After London, or Wild England by Richard Jefferies
First published in 1885, After London, or Wild England is considered to be one of the earliest instances of post-apocalyptic fiction, describing the effects of an unspecified catastrophe that dramatically changes the face of England and its population. Divided into two parts, the first depicts the fall of civilization, as society reverts to its more primitive roots, while the second part is set years after the apocalyptic event and examines the evident changes in both natural scenery and social structure. In addition, Jefferies offers a remarkable portrait of the natural world with his colorful imagery and evocative descriptions, which highlight his enthusiasm and devotion to nature.
The first part of the novel begins with Jefferies’ description of a mysterious natural disaster that has taken its toll on England, and later goes on to provide a detailed account of the resurgence of nature in the aftermath of the dire calamity.

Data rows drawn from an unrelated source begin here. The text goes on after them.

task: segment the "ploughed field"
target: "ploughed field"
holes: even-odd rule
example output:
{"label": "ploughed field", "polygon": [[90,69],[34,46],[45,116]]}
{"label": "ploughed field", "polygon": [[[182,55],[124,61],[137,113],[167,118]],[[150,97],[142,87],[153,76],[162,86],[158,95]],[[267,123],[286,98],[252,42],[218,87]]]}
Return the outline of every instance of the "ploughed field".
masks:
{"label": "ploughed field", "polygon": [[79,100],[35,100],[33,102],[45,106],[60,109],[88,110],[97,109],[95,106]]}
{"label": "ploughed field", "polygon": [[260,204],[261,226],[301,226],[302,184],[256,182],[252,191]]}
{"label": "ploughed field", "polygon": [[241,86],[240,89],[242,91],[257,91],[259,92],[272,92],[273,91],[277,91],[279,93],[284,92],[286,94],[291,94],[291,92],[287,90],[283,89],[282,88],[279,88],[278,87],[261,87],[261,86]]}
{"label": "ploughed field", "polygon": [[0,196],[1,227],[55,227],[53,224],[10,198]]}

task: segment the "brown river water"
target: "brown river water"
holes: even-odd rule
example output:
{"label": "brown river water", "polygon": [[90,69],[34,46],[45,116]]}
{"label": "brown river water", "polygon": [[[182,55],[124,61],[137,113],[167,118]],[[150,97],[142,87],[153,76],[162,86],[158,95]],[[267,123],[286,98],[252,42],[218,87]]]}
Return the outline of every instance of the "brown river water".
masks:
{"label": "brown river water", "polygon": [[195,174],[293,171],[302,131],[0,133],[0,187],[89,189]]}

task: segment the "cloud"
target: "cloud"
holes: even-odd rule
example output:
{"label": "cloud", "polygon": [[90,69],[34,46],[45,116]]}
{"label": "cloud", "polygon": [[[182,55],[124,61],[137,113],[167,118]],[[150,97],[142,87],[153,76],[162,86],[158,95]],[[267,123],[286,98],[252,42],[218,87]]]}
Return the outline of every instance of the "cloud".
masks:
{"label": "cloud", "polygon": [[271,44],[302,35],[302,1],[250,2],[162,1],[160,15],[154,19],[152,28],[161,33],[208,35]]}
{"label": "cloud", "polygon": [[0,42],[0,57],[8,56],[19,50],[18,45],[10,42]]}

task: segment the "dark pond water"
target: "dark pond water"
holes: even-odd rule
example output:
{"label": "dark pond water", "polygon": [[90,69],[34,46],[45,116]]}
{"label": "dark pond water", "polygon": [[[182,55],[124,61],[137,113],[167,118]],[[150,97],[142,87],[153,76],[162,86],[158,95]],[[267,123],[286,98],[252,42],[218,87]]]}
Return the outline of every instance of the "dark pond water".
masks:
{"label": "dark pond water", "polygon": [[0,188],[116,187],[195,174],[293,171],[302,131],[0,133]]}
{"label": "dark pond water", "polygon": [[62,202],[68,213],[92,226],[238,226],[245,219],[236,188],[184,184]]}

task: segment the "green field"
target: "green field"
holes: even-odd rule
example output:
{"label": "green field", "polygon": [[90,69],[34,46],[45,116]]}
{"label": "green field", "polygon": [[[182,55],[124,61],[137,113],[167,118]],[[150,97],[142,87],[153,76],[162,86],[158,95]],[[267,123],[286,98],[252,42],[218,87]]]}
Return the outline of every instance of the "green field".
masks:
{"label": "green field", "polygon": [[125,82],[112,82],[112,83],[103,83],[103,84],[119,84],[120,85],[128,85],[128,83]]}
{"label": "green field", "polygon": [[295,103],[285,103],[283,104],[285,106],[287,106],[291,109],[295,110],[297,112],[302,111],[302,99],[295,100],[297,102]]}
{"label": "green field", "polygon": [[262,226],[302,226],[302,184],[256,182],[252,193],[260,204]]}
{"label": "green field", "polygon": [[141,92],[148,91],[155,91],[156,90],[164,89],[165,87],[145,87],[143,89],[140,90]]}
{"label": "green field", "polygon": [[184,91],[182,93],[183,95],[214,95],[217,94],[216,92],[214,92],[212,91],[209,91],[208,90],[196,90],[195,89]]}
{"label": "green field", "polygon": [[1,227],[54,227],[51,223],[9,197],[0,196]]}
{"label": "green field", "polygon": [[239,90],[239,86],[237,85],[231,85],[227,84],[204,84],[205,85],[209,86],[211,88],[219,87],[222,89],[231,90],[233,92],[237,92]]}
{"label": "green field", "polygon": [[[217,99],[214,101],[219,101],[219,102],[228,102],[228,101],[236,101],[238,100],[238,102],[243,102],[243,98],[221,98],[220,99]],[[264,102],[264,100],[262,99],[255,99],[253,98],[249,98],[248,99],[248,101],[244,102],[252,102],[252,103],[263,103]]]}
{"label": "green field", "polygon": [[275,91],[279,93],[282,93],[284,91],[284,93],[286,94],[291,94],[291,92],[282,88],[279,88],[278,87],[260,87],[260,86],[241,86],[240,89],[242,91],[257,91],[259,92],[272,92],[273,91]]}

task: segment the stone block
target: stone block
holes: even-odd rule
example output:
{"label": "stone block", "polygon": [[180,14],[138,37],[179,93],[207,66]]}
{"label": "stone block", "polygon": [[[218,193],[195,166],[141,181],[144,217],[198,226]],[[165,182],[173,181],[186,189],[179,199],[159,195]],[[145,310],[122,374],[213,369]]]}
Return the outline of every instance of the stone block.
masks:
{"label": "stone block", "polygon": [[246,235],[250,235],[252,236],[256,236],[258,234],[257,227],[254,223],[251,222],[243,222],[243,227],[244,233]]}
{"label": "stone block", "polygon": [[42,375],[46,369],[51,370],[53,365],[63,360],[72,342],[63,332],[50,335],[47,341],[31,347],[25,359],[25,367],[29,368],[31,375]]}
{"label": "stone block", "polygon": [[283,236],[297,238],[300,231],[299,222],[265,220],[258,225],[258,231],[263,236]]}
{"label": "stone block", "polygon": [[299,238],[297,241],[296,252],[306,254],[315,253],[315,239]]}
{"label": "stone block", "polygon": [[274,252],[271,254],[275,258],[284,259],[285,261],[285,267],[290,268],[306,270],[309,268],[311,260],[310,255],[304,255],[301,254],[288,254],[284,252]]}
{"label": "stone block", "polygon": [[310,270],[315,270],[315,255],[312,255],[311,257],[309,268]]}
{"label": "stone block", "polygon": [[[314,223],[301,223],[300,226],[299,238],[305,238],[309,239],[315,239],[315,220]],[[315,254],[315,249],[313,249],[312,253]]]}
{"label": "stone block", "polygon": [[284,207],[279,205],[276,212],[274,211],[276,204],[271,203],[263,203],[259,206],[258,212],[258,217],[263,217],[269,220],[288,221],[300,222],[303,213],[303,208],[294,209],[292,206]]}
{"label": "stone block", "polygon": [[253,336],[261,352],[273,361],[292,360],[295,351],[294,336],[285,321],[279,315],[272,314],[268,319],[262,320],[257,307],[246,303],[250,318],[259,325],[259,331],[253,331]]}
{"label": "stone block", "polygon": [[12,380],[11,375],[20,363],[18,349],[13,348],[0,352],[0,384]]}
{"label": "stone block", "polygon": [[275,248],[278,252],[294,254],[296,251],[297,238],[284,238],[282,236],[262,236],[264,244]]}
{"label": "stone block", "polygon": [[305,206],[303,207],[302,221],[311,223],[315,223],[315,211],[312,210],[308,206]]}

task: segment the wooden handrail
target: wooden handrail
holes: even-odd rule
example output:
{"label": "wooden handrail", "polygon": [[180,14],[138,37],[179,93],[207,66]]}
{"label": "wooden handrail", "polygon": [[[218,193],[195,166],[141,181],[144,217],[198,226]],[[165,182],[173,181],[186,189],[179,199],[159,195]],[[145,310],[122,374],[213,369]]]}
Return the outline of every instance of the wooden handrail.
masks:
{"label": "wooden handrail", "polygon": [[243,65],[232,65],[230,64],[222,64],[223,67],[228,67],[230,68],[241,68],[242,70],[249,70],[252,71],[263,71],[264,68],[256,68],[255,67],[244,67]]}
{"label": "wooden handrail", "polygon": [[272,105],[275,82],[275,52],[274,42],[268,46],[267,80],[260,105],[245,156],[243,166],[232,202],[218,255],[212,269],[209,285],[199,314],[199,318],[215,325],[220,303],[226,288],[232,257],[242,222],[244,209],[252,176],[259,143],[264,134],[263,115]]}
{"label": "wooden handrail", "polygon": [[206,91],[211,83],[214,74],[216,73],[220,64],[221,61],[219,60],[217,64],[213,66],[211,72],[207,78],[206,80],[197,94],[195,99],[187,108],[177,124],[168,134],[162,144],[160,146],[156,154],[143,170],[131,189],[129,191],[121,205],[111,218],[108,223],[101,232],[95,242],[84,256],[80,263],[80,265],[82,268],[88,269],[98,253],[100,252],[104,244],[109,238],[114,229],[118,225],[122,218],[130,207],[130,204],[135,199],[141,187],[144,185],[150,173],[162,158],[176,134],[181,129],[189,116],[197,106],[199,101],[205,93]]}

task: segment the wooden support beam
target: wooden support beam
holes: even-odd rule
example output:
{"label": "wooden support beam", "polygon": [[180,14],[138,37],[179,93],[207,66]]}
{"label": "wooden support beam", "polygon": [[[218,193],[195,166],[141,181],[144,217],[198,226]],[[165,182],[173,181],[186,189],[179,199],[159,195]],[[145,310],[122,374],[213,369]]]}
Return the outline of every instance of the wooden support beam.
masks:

Although the source of the disaster is not clearly distinguished, its effects on society and nature are immense, as the area has been substantially depopulated and engulfed by a newly formed lake. Slowly covering any traces of the industrial world, the land welcomes the return of wildlife to its unspoiled state, as trees, flowers, and plants begin to take over the area, while animals return to their feral states. Furthermore, the society that has remained reverts to its medieval roots, divided into tribal groups and a somewhat educated class. Subsequently, the novel shifts its focus to Felix Aquila, a dignified young man who sets out on a dangerous adventure, exploring the mystifying wilderness. In addition, Felix must face numerous predicaments along the way that test his durability and fortitude.
Presenting a unique take on a post-apocalyptic world, with a generous supply of botanical detail, After London, or Wild England served as an inspiration for many writers to follow in Jefferies’ footsteps and make a contribution to the post-apocalyptic genre. Interestingly, Jefferies effectively employs nature as the dominant feature in the novel, emphasizing its presence and influence in an altered landscape. Painting a vivid illustration of unspoiled nature and illustrating the gripping notion of natural reversion and the downfall of civilization, the novel is a sure to enthrall nature enthusiasts.